胃に氷水でも流し込まれたみたいに全身が冷えてゆく。いつの間にか周囲から音が消えていた。生き物の気配が欠片も感じ取れなくなっていた。代わりにむせ返る様な死の気配が濃密にこの空間に満ちており、数多の疑問は絞られ、俺は一つの疑問に行き着いた。
その考えに思い至った時には、気が付けば俺はオトモ二人を抱え上げて身を投げ出していた。
一瞬遅れて、背後から黒い死の風が吹いた。
先程の拙い強襲とは訳が違う恐ろしく洗礼され、数多の血を啜ってきた鈍色の妖刀が、俺の頭の数ミリ先を音もなく通過していった。

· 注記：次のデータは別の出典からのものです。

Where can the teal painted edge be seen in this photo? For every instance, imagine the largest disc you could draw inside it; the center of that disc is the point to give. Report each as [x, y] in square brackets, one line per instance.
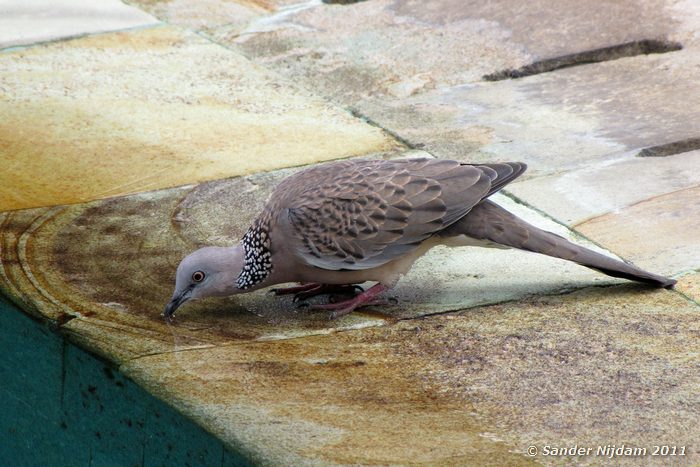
[60, 405]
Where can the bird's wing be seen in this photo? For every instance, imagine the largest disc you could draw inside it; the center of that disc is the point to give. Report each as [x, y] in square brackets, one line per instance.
[362, 214]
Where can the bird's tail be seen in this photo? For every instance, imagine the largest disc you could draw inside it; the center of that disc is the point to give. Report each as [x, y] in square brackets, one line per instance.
[488, 221]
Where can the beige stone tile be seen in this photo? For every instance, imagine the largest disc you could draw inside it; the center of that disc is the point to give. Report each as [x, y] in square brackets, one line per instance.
[689, 285]
[622, 180]
[25, 22]
[600, 367]
[126, 112]
[659, 233]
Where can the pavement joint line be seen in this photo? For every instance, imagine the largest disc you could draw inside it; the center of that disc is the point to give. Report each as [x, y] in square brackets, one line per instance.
[671, 149]
[58, 40]
[357, 114]
[587, 57]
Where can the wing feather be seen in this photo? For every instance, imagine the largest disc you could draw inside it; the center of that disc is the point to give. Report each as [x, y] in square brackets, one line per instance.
[362, 214]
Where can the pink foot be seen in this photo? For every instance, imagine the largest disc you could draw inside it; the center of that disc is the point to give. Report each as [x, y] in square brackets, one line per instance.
[366, 298]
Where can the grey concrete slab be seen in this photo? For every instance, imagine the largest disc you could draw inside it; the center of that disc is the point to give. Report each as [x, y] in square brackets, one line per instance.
[25, 22]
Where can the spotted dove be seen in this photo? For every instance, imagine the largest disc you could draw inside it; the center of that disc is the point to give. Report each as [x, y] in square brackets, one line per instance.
[344, 223]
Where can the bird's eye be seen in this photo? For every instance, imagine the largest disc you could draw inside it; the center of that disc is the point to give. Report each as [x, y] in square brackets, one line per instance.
[198, 276]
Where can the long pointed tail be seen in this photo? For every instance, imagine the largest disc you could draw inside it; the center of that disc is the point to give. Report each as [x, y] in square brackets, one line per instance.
[488, 221]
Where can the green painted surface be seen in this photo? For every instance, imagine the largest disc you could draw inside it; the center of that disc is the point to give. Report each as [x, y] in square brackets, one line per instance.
[62, 406]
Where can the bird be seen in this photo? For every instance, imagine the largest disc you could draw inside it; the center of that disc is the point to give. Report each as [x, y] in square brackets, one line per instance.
[336, 225]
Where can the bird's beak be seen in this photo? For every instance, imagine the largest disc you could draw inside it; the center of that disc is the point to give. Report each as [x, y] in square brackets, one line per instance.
[175, 303]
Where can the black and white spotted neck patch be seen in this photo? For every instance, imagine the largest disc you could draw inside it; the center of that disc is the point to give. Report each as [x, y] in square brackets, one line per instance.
[257, 265]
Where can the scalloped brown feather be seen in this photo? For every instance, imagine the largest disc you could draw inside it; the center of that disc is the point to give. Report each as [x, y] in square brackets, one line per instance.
[362, 214]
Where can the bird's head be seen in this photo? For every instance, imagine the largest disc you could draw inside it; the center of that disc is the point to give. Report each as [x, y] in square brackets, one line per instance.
[208, 272]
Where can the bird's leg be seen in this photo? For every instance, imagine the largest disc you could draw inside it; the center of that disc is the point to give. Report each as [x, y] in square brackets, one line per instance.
[368, 297]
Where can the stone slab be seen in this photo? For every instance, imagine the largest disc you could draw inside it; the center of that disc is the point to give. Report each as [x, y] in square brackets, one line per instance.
[388, 48]
[127, 112]
[659, 233]
[575, 196]
[418, 72]
[26, 22]
[560, 121]
[603, 366]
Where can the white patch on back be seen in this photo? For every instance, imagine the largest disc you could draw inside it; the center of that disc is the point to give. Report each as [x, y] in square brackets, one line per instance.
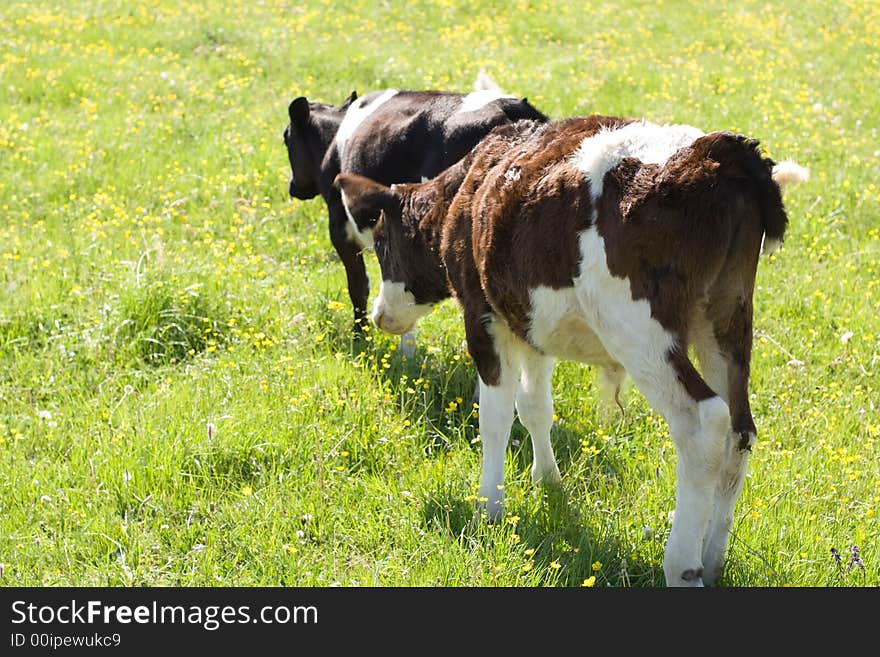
[363, 238]
[648, 142]
[356, 113]
[479, 99]
[395, 309]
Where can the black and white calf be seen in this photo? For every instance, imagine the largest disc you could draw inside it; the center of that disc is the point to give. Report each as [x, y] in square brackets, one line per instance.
[390, 136]
[606, 241]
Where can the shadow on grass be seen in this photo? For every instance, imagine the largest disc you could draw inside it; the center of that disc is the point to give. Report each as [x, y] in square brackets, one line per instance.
[554, 535]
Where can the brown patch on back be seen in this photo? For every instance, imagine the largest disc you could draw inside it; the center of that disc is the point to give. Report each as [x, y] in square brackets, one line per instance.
[510, 203]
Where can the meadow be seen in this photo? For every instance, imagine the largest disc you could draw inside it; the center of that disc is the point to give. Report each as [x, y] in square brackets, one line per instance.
[181, 400]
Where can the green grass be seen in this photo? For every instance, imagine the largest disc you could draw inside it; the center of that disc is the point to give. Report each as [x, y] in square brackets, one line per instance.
[180, 400]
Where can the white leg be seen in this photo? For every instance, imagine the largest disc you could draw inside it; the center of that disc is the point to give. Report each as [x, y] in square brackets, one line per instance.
[699, 439]
[534, 403]
[698, 430]
[408, 344]
[733, 475]
[496, 417]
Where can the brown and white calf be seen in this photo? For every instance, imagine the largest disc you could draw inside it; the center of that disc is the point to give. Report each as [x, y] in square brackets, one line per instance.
[390, 136]
[606, 241]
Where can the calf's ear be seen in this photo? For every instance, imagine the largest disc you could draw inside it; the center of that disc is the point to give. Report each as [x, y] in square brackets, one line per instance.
[348, 101]
[365, 199]
[299, 110]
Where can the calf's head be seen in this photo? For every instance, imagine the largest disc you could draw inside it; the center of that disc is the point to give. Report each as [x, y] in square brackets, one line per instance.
[307, 137]
[386, 220]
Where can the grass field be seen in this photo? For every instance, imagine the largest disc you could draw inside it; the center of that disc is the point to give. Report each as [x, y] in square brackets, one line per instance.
[180, 399]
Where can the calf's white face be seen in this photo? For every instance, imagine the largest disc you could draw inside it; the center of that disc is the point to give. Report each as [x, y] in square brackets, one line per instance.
[395, 309]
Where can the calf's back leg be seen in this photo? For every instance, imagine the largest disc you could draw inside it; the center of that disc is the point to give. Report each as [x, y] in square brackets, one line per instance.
[353, 261]
[534, 404]
[724, 349]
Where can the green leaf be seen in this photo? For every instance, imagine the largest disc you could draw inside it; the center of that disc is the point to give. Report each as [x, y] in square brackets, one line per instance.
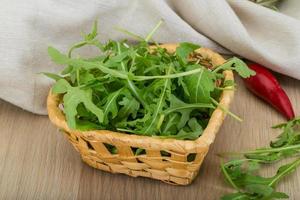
[200, 85]
[263, 190]
[53, 76]
[93, 34]
[236, 196]
[237, 65]
[195, 130]
[111, 106]
[61, 86]
[184, 49]
[130, 106]
[73, 98]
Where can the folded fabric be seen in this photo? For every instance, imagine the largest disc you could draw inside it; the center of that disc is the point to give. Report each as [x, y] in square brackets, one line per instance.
[229, 27]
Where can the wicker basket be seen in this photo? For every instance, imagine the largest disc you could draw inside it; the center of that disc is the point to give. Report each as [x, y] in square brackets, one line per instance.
[172, 167]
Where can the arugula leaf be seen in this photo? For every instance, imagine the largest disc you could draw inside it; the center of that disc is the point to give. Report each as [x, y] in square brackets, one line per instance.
[138, 89]
[237, 65]
[111, 106]
[200, 85]
[184, 49]
[242, 173]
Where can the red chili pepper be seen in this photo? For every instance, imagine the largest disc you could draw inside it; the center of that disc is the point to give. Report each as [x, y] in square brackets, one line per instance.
[266, 86]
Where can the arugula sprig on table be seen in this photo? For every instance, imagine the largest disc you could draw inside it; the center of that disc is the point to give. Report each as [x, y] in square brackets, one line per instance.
[140, 90]
[242, 174]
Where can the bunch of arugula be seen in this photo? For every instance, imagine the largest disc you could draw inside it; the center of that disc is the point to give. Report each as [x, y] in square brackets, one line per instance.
[242, 174]
[139, 90]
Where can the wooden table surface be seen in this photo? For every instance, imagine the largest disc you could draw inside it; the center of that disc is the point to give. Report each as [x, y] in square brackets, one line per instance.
[37, 161]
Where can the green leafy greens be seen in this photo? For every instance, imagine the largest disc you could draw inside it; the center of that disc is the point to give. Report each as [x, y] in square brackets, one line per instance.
[242, 174]
[139, 90]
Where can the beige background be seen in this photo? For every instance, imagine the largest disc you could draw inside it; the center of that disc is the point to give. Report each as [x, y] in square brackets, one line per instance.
[37, 162]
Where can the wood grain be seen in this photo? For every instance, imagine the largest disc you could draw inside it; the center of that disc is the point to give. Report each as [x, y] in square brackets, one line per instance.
[37, 162]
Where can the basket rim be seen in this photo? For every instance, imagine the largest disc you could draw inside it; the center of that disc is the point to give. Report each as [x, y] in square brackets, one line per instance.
[151, 142]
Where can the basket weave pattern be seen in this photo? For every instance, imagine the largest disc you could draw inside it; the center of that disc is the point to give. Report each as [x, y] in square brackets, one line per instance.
[164, 159]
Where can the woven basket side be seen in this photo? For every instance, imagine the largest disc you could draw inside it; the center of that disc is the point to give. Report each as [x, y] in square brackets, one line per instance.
[174, 168]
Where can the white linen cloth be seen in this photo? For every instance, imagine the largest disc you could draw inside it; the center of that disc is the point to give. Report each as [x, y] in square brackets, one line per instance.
[239, 26]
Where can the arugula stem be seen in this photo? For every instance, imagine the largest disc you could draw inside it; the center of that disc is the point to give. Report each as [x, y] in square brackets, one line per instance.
[135, 36]
[78, 77]
[196, 105]
[159, 104]
[226, 110]
[131, 85]
[270, 150]
[285, 172]
[177, 75]
[227, 176]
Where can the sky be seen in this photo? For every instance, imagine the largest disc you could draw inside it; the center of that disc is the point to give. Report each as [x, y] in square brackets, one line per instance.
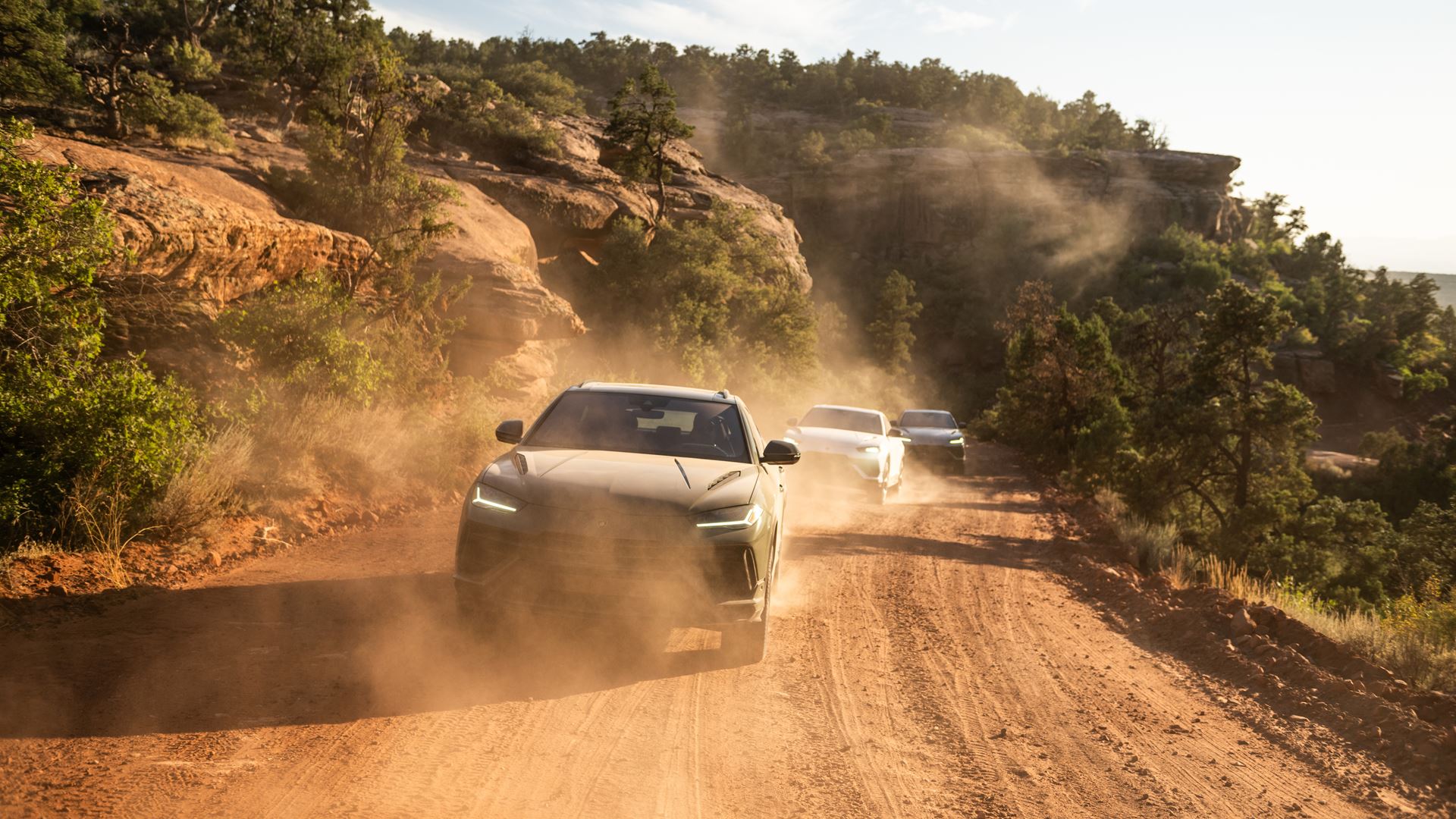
[1348, 108]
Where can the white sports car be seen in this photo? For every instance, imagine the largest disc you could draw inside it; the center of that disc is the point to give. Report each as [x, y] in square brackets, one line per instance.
[851, 447]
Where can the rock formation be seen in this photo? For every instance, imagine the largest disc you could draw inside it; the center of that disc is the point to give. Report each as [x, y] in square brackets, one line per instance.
[204, 229]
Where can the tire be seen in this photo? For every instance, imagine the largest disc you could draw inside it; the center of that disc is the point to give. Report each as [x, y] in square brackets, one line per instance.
[880, 494]
[745, 642]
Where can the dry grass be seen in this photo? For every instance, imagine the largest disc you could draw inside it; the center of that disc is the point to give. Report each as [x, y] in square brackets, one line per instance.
[204, 488]
[329, 447]
[1413, 639]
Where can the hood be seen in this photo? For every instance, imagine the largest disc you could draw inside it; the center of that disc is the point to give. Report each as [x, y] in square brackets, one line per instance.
[629, 483]
[827, 439]
[930, 435]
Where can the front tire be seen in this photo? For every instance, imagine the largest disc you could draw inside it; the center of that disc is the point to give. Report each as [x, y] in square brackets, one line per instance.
[746, 642]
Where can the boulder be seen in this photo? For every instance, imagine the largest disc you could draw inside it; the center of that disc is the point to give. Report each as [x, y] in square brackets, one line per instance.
[570, 200]
[199, 224]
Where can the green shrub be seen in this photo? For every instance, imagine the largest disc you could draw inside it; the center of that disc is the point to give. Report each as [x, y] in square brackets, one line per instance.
[109, 423]
[715, 297]
[69, 417]
[182, 120]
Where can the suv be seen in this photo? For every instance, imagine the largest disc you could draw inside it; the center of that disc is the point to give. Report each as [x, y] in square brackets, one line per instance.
[851, 447]
[935, 439]
[641, 500]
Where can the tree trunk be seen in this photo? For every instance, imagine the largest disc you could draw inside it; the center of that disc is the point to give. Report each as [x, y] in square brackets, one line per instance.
[661, 190]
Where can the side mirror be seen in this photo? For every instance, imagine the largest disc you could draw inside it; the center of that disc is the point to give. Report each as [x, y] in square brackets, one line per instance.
[781, 452]
[510, 431]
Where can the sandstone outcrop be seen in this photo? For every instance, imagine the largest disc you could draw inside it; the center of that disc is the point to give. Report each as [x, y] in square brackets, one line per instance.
[202, 231]
[570, 200]
[197, 224]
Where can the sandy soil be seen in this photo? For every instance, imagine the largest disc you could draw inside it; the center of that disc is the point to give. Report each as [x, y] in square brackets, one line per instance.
[927, 659]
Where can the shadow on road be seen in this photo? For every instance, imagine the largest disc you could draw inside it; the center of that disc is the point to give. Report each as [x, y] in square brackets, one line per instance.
[305, 653]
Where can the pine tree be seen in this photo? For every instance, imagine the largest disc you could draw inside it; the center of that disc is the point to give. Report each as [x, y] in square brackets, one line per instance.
[644, 121]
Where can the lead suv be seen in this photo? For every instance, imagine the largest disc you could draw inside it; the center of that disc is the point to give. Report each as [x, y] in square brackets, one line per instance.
[642, 500]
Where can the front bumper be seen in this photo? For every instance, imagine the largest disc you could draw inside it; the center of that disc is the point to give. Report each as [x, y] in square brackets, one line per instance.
[937, 453]
[829, 468]
[647, 567]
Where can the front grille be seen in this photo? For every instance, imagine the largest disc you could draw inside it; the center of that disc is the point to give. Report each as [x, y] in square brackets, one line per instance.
[824, 466]
[544, 563]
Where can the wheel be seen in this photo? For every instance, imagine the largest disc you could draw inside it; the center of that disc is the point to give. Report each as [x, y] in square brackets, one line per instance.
[745, 642]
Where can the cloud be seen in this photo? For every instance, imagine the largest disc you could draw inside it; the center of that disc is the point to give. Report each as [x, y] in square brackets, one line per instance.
[946, 19]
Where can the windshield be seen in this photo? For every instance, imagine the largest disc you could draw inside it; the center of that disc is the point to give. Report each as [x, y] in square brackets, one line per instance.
[852, 420]
[653, 425]
[928, 419]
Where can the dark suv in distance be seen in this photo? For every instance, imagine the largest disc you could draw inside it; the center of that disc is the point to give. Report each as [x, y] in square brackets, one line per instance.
[937, 439]
[660, 503]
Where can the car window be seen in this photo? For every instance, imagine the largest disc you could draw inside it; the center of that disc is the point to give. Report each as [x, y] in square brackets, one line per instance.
[928, 419]
[653, 425]
[852, 420]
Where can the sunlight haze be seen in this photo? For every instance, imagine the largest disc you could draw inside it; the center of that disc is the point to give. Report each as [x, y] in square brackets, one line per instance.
[1343, 107]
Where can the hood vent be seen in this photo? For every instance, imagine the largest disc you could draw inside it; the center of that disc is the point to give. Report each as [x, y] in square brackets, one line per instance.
[724, 477]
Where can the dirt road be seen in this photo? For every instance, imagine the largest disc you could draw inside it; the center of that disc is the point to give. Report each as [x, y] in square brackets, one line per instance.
[925, 661]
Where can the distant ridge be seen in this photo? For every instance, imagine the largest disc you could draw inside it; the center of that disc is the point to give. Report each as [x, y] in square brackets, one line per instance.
[1446, 280]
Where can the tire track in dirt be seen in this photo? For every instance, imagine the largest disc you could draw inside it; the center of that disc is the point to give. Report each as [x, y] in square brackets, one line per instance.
[925, 659]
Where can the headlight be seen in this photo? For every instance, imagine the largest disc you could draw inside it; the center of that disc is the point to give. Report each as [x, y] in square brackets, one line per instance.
[491, 497]
[731, 518]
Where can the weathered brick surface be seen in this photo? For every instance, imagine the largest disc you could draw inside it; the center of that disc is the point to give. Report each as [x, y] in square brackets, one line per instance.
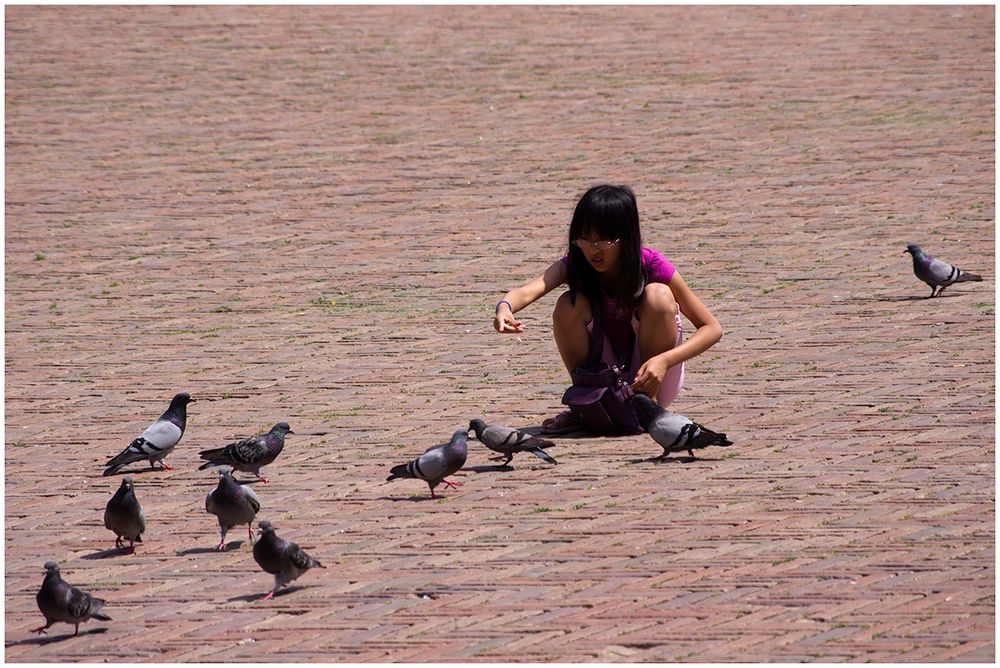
[307, 214]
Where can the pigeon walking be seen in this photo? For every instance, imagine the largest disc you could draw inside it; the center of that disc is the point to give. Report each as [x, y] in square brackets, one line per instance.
[283, 559]
[251, 453]
[507, 441]
[124, 516]
[672, 431]
[436, 463]
[158, 440]
[61, 602]
[937, 273]
[233, 504]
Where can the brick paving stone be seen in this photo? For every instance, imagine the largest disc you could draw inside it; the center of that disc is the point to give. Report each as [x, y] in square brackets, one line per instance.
[307, 214]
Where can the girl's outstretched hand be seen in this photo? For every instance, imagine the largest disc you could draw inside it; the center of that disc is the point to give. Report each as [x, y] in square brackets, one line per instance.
[506, 323]
[650, 376]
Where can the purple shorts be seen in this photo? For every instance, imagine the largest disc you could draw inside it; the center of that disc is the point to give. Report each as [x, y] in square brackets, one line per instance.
[673, 380]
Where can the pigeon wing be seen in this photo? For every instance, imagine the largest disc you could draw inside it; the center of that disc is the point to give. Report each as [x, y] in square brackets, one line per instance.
[940, 272]
[79, 604]
[251, 498]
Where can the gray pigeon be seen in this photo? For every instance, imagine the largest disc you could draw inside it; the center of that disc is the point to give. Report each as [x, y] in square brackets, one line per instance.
[937, 273]
[283, 559]
[436, 463]
[672, 431]
[124, 515]
[61, 602]
[158, 440]
[508, 441]
[251, 453]
[233, 504]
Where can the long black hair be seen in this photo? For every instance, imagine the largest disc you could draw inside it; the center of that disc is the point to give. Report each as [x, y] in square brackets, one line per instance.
[609, 212]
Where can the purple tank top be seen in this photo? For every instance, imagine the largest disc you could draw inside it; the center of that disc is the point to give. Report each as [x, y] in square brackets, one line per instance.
[618, 318]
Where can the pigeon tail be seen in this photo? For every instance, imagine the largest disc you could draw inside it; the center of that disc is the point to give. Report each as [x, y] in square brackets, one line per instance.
[541, 454]
[397, 472]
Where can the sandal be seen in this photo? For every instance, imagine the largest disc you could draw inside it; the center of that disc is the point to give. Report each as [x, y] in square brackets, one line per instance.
[564, 423]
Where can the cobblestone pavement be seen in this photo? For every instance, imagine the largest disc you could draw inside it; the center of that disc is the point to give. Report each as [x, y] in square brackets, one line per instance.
[307, 214]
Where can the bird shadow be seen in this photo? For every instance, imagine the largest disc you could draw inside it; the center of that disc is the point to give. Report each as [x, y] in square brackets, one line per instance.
[489, 469]
[113, 552]
[673, 459]
[257, 597]
[409, 498]
[231, 545]
[45, 640]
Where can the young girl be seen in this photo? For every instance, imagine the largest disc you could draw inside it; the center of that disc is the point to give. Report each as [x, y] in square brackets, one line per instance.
[640, 293]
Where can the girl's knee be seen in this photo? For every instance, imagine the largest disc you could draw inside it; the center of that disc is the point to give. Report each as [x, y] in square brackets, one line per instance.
[567, 312]
[657, 298]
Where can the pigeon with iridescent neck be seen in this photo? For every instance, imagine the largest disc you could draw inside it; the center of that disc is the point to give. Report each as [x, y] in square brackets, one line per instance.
[674, 432]
[937, 273]
[251, 453]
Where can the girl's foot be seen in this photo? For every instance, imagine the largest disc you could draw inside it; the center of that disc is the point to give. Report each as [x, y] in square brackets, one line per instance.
[563, 423]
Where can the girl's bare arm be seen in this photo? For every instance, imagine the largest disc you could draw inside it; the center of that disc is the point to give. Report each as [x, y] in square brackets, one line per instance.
[527, 294]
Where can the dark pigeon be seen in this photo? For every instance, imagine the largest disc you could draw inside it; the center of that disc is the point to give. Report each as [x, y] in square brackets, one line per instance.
[283, 559]
[436, 463]
[251, 453]
[507, 441]
[124, 516]
[61, 602]
[937, 273]
[158, 440]
[233, 504]
[674, 432]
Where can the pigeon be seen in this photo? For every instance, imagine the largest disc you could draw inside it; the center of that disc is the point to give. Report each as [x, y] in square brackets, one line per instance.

銀色の頭髪が数本切り取られ、陽に反射してキラキラと輝きながら地面へとゆっくりと落ちていった。
俺はオトモを放り投げ、その巨体の癖に殆ど音も無く地面に着地し、逆立てた尾をぐるぐると旋回させて威嚇する黒き獣、件の上位ハンターを蹴散らした謎のモンスター、『迅竜ナルガクルガ』へ向けてカホウ【凶】を向けた。
「くそ、ついてねぇや」
俺の泣き言に返答するかのように、怒れる親は咆哮した。
2ndGの時は雷よりも火の方が効くんですよね。